Director Luc Besson's new take on DRACULA is a big budget, sweeping horror spectacle that's far better than I expected it to be. It deserved a bigger audience in theaters.

An interesting cast, beautiful photography and more than a subtle reverence for Francis Ford Coppola's 1992 take make this a surprisingly stunning film.

Besson has, at his best, always been one of my favorite French filmmakers, with his films oozing his unique visual style. "The Fifth Element", "La Femme Nikita"and his underappreciated "Valerian and the City of a Thousand Planets" all have enough visual flair for ten films. He brings that same sensibility to his take on the Bram Stoker classic.

Leaning in hard on the film as a love story, just as Coppola did, Besson roots his tale in an undying love that crosses many centuries.

The film opens with the brash 15th century Prince Vlad (a fascinating Caleb Landry Jones) madly in love with his Queen Elisabeta (Zoe Bleu). They make love, drink, make love again, drink some more. His senior soldiers have to break in and drag him off to war. But before Vlad leaves, he swears to the Priest in his castle that, at all costs, God must protect Elisabeta.

Besson then drops us into a beautifully staged, massive battle with armored knights on horseback across snowy fields.
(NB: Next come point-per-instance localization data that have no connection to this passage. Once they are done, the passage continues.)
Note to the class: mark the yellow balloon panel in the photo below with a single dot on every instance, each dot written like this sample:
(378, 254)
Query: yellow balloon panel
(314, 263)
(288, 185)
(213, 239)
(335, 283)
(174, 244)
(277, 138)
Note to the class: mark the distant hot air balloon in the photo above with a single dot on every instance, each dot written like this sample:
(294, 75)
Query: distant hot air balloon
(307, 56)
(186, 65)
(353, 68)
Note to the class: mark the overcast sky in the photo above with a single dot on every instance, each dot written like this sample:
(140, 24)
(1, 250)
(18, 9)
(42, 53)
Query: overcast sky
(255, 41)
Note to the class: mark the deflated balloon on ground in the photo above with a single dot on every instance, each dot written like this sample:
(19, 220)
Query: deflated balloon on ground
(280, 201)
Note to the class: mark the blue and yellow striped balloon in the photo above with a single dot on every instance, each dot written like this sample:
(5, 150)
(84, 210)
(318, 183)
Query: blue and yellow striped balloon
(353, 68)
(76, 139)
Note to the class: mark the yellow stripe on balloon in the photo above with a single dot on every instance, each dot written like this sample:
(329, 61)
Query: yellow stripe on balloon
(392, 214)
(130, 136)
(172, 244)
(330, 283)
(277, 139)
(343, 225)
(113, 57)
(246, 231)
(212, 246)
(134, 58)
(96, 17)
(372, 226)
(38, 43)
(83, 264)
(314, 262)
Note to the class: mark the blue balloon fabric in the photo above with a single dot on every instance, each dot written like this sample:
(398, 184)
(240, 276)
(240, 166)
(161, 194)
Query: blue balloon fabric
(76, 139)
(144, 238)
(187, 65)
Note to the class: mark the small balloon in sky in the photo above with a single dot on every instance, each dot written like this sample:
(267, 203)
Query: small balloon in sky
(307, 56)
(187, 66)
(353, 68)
When Vlad gets word that forces have attacked the Queen's carriage, he rushes off at full speed, galloping toward his fate as Dracula.

I kept wondering what the film's budget was (over $50 million) because it looks absolutely rich, stunning and dripping in period detail. Besson does not disappoint.

The film then moves ahead to the story we are all too familiar with. That familiarity came with me when viewing the film. Did I really need to see another version? I hesitated, thinking I knew the story too well, but fascinated to see what a truly visionary director brought to it.

Besson wraps every setting in lush detail. As Dracula takes a home in a perfectly foreboding castle and Jonathan Harker (a rather bland Ewens Abid) arrives at Dracula's lair, I forgot all about the familiar. Besson presents magic and powers that meet Harker's every turn. When the centuries old Count Dracula arrives to greet Harker, it's a direct and honorable homage to Gary Oldman's superb Count in Coppola's classic. Shadows play, doors move, the Count seems to be at the top of the stairs one moment and at Harker's side the next.

Jones's makeup as the Count is fantastic, ancient, his white hair wrapped up into a Geisha style that seems three times larger than his head. It makes Oldman's famous hairdo seem tame by comparison. Gone is Jones young, enthusiastic voice that teased his young Queen. He now possesses a deep, disturbing baritone that terrifies and seems to drip danger, gravitas and lust.

Once the Count sees a picture of Harker's fiance Mina, the old vampire is filled with overwhelming desire to reunite with his love Elisabeta, reincarnated in the young form of Mina.

Christoph Waltz (Inglorious Basterds,Django Unchained) is having a very good time here as a Priest whose order has been on Dracula's trail for centuries. Waltz is always so good at creating powerful, complex characters with huge splashes of humor. His Priest is no exception.

Guillaume de Tonquedec is Waltz's perfect screen partner as Dr. Dumont, who's baffled by all the blood loss around London.

Raphael Luce is also very good as Dumont's loyal assistant, whose young blood seems irresistible to those with an appetite.

Besson clearly has a deep affection for Coppola's film, serving up direct and subtle references to that film's unique take on Stoker's tale. Some are very obvious including the same book-ended scenes to begin and end the film centered on Vlad/Elisabeta and Dracula/Mina's love. He also depicts Vlad's deep hate for the Church after what he sees as a betrayal of faith.

Danny Elfman has created a beautiful new score for the film, but there are about 5-7 second sequences that directly pay tribute to Wojciech Kilar's classic music for Coppola's film. It delivers some powerful payoff if you remember Kilar's work.


Count Dracula's centuries long quest to find his reincarnated Elisabeta brings us a very sophisticated Count. Once he's satisfied a couple centuries of bloodlust and once again takes his young form, Caleb Landry Jones becomes one of the most interesting Draculas in film history. Jones (Three Billboards Outside Ebbing, Missouri, American Made, Get Out) is a great actor, but here he's a brilliant chameleon as well. He's Barry Lyndon one moment and a blood thirsty fiend praying on a literal stack of nuns the next. He'll do anything to reunite with his Elisabeta. I went into the film wondering what Jones would bring to the part, but he delivers a powerful take on centuries of love & evil.

Besson is a master of visuals and the film lives up to his legacy. Widescreen outdoor vistas frame conflicts and pursuits while Dracula's castle is a massive house of horrors. Besson's inclusion of the castle's gargoyles is an interesting choice and wavered somewhere between the 1972 TV film "Gargoyles" with Cornel Wilde that scared the hell out of me as a kid, and some stone version of the Ewoks. They are, for me, the only misstep in a visionary take on Stoker.


I'm a (blood) sucker for a great telling of the Dracula legend. Besson delivers the best version since Coppola's back in '92, earning a very surprising B+.